Selain itu, keberhasilan Banyuwangi dalam menjaga surplus produksi telur ini juga mencerminkan komitmen pemerintah daerah dalam mendukung sektor pertanian dan pangan. Berbagai program telah diluncurkan, mulai dari penyediaan bibit unggul, pelatihan bagi peternak, subsidi pakan, hingga fasilitasi akses permodalan. Program-program ini bertujuan untuk meningkatkan produktivitas, efisiensi, dan kesejahteraan peternak, yang pada gilirannya akan memperkuat ketahanan pangan daerah.

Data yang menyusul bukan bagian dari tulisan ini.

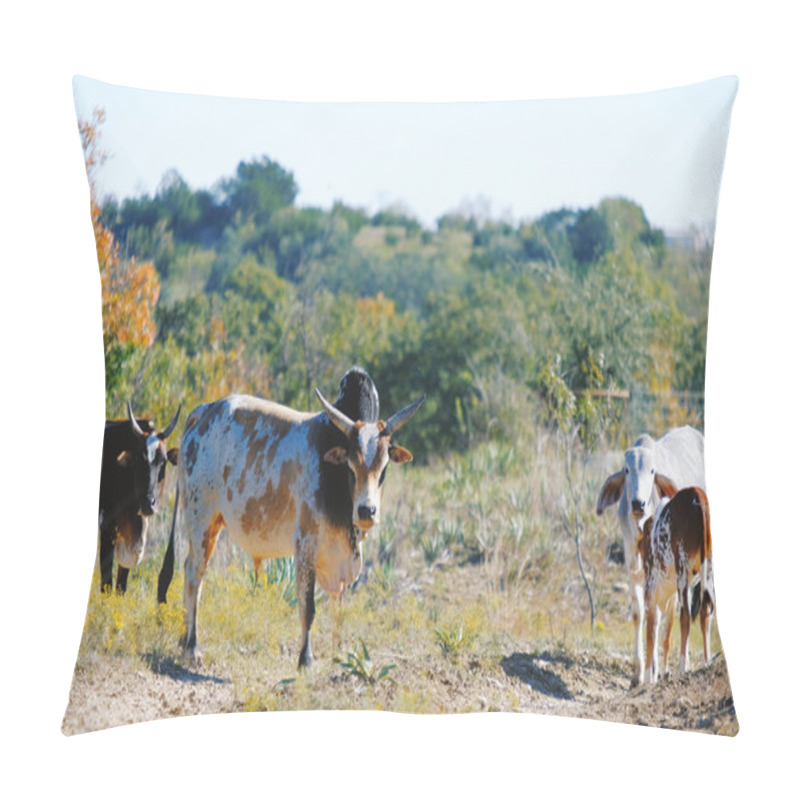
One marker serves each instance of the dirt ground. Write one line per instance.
(113, 692)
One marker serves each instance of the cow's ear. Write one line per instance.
(611, 491)
(336, 455)
(399, 454)
(666, 488)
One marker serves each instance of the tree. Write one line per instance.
(259, 189)
(129, 288)
(589, 236)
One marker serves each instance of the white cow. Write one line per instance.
(653, 469)
(284, 482)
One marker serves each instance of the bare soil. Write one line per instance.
(110, 692)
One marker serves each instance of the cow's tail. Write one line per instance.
(168, 567)
(704, 591)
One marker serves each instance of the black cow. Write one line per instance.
(131, 484)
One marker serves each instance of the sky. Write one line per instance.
(513, 160)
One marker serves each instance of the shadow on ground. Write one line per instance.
(530, 669)
(161, 665)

Para peternak juga didorong untuk menerapkan praktik budidaya yang berkelanjutan, termasuk pengelolaan limbah ternak untuk pupuk organik atau biogas, yang tidak hanya mengurangi dampak lingkungan tetapi juga menciptakan nilai tambah ekonomis.
Ke depan, Banyuwangi memiliki potensi besar untuk tidak hanya memenuhi kebutuhan lokal tetapi juga menjadi pemasok telur bagi daerah lain di Jawa Timur, bahkan mungkin hingga skala nasional. Dengan strategi pengembangan yang tepat, seperti modernisasi kandang, penerapan teknologi pakan yang inovatif, dan pengembangan produk turunan telur, sektor peternakan telur di Banyuwangi dapat terus tumbuh dan memberikan kontribusi yang lebih besar bagi perekonomian daerah. Kolaborasi antara pemerintah, peternak, akademisi, dan sektor swasta akan menjadi kunci utama untuk mewujudkan visi ini. Dengan demikian, tradisi endhog-endhogan di Banyuwangi tidak hanya menjadi simbol kebudayaan dan keagamaan, tetapi juga cerminan dari kemandirian pangan daerah yang kokoh dan berkelanjutan. Masyarakat Banyuwangi dapat merayakan Maulid Nabi dengan penuh suka cita, knowing that their traditional needs, especially for eggs, are more than adequately met by local production. Ini adalah bukti nyata dari sinergi yang harmonis antara tradisi, ekonomi, dan kebijakan pemerintah yang berpihak pada kesejahteraan rakyat.